India will allow equal opportunity to access the vast talent pool through education and skills development. Already we see our youth raring to set up new 21st century processes of our own through doorstep banking and microfinance. Our youth has a new adventurous voice willing to tackle global uncertainties.
The purpose of this 5th Young Indians National Summit- 'WAKE UP India@75: Make your choice NOW' is therefore to reflect, analyze and act on the thinking of young men and women of India who cogitate on the complexities of tomorrow, who see tomorrow, clearly and directly. Professor Dr C K Prahalad, seer and prophet of the business universe, advocates disruptive innovation and making up viable models that spring from local conditions. His Bottom of the Pyramid vision was essentially Indian as also the core competence theory. Both made many companies open their eyes to opportunity and profits anew.
What will be the role of business in the 21st century? We need youthful leadership, authentic and of course inspiring trust and passion equally. Surely the global financial meltdown and the sub-prime crisis is a call to ethical thinking and management. Young people will increasingly need to make businesses participatory; involve people at the bottom of the pyramid so that we make a difference in their lives. We need chief value officers but the new value systems should not be just theories.
As we are realizing now, without a goal post, not just businesses but society and country at large is rudderless with the waters of immense change engulfing it. For the progressive rural farmer or the MBA joining the job stream, planning and extrapolating 20 years hence, is of the essence.

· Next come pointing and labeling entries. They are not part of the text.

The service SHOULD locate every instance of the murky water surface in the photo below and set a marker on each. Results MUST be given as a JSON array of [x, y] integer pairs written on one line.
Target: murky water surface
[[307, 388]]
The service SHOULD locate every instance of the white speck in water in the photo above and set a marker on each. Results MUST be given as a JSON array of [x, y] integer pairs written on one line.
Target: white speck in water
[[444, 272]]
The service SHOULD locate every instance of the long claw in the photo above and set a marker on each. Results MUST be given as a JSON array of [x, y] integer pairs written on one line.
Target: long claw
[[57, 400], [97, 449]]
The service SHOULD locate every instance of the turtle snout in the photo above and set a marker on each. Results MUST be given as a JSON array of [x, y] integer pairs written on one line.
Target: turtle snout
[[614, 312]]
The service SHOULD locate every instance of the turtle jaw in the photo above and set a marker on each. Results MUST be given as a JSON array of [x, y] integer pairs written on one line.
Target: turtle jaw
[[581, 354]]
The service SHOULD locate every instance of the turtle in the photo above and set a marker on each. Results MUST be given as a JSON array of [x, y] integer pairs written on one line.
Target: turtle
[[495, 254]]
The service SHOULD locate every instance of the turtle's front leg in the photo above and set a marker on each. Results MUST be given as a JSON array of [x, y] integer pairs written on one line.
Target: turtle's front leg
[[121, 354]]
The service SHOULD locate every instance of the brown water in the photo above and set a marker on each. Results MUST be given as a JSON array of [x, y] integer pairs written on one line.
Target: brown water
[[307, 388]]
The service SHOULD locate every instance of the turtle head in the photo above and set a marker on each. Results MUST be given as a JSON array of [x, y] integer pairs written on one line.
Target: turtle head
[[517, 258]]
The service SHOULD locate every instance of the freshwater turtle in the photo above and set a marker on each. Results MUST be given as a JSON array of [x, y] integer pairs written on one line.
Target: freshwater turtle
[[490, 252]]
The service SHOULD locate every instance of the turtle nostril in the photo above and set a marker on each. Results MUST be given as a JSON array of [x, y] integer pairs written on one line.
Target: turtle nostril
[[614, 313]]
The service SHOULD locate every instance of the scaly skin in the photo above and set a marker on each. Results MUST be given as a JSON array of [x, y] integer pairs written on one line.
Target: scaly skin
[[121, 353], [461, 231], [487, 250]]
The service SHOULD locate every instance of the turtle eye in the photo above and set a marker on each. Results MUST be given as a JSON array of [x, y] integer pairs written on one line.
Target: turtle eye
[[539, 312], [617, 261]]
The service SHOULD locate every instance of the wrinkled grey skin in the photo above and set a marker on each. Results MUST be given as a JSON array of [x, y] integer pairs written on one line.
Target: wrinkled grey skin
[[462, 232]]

Professor Prahalad also dispenses managerial medicine in the form of clearly spelt out hopes and direction that India should be taking. And it is not in terms of numbers or quarterly reports that his mantra lies. Changing the price performance envelope, using purchasing power parity rather than income as a measure of the human development goal, going in for hi-tech solutions as well as sustainable focused development & governance and reviving the glory of Indian arts, science and sports are his prescriptions. We obviously need Next-gen solutions, disruptive and futuristic and paradigm changing rather than band-aid short term prescriptions.